Tuesday, February 28, 2012

Progress report

It is becoming increasingly hard to break off from writing The Sequel in order to write to you, dear readers.  This is partly because I only have so much writing time and energy, but also because my head is stuffed full of the characters and plotlines of the new book, and it’s hard to get into another mindset.

The book is going well. Jane liked the first 12,000 words I sent her and the problems with the key scene have been easily rectified, and I can tell she is enjoying the book as much as I am. Yes, she had some criticisms (this is Jane we’re talking about – editor extraordinaire – Sue said politely ) and if she hadn’t emailed me back a list of detailed edits and broader long-haul points I would be thinking she wasn’t engaged. We do sometimes fight, but it is rare.

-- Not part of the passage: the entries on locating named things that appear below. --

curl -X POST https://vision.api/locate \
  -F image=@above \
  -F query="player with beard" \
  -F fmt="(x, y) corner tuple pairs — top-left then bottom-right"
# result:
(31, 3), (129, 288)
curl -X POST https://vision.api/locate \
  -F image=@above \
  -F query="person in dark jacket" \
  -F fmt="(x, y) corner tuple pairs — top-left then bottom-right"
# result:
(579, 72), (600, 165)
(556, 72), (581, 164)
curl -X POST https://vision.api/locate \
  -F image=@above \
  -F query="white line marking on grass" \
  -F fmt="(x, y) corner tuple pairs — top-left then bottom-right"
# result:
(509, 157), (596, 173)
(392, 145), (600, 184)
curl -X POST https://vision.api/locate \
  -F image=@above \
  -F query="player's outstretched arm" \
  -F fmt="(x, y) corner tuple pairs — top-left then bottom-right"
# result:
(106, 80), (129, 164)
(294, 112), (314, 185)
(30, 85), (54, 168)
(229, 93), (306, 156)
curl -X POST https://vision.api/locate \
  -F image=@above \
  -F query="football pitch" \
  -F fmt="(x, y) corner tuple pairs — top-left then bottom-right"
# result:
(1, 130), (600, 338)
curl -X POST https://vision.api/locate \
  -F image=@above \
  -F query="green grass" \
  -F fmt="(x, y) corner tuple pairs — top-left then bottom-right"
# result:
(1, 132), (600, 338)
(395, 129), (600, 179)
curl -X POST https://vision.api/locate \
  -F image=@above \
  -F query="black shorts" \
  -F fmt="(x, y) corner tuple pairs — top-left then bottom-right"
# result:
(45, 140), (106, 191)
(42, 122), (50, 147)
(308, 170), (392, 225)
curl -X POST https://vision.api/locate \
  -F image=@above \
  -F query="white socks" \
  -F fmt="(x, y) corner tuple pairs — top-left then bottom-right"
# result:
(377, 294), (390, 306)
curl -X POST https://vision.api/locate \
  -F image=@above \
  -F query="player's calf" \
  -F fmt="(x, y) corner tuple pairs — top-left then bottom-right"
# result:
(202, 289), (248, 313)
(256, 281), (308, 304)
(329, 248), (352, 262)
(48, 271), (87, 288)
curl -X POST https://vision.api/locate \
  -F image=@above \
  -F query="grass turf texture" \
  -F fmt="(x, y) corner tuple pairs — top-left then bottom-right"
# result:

The main triumph is this: it’s been seven years since I wrote as Sally Howe, heroine and narrator of Plotting for Beginners, and Jane and I wondered how long it would take for me to recapture the voice of Sally. Well, I’ve done it.

Bodmyn Corner has not yet made an appearance in the text however, and I am wondering why. Has Sally outgrown her creative writing guru?  Will readers miss him?

Sunday, February 26, 2012

The Big S, here, at last

Here in the Derbyshire Peak District, it is Spring – at last: at 6.15 this morning when I switched on the light and turned on my laptop to write, the birds were singing.

feb07 114

This last week I’ve been romping along with the sequel to Plotting for Beginners (still no title, as yet). I told Jane I’d have the first 12,000 words to her by Friday night, but I failed. There is a key scene I’d been looking forward to writing at the end of this section of the novel, but by the time I arrived there I was exhausted and also, not very well. But you have no idea how needy writers are, unless you are a writer yourself, and I was desperate for feedback on everything I had written thus far, so I wrote a bum key scene and emailed the whole lot off.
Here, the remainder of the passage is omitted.